Regular readers of this column who saw my documentary Who You Callin' a Nigger? on Channel 4 last Monday will be familiar with the issues it covered, such as the hostility of Caribbean people in Britain to newly arrived immigrants, particularly Somalis, who have fought for and won refugee status.

I tried to draw a line between "Pakistani" and "Muslim" youths, definitions not always interchangeable. In Walsall, the former have broken from the traditional way of life and emerged with a violent aggression directed at West Indians.

This is what is really new: the depth to which some British Asians have sunk in their unbridled hostility to those who were once fellow immigrants. The old adage stands: you become - if only in part - that which you fought against. It is not inevitable, but only progressive and radical thinking protects you against the peril. For example, I remember that during the age of black militancy all the old immigrant groups were comfortable with the definition "black". But our friends from the Indian subcontinent came to prefer "brown" and "Asian", which put them nearer to whites in the colour coding.

Now, young Pakistani men have gone further and demand that they be referred to as Pakistanis, which by inference includes Islam, and implies a lighter shade of brown. This hierarchy of skin colour presumes that all Caribbeans are darkies, which places us at the bottom of the pile. It is a miserable process. Take the racial garbage spewed forth against West Indians in Handsworth. Add the stench of decay from the mouths of Caribbean people in their tirades against Somalis. We are all consumed.
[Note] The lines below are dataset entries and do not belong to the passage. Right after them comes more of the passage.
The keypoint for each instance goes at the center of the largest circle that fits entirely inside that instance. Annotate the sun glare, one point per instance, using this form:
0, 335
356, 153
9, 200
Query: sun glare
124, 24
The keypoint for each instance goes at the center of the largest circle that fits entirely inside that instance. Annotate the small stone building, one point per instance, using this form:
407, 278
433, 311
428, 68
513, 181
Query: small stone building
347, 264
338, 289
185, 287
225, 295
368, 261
Some claim the film ought not to have been aired. They include Nitin Sawhney, pioneer of a music that mixes drum'n'bass with qawwali. I could understand his grief: fusing the music presupposes a fusion in society. The current conflict between West Indians and Pakistanis in Walsall undermines his life's work. They also include Shahid Malik, who is on the Labour Party's National Executive Committee and has found a safe seat in Dewsbury. His response to the programme was to charge me with incitement to racial hatred. My reply is as follows: the programme represents the truth, the whole truth and nothing but the truth. Once the various communities accept this, we are halfway to solving it.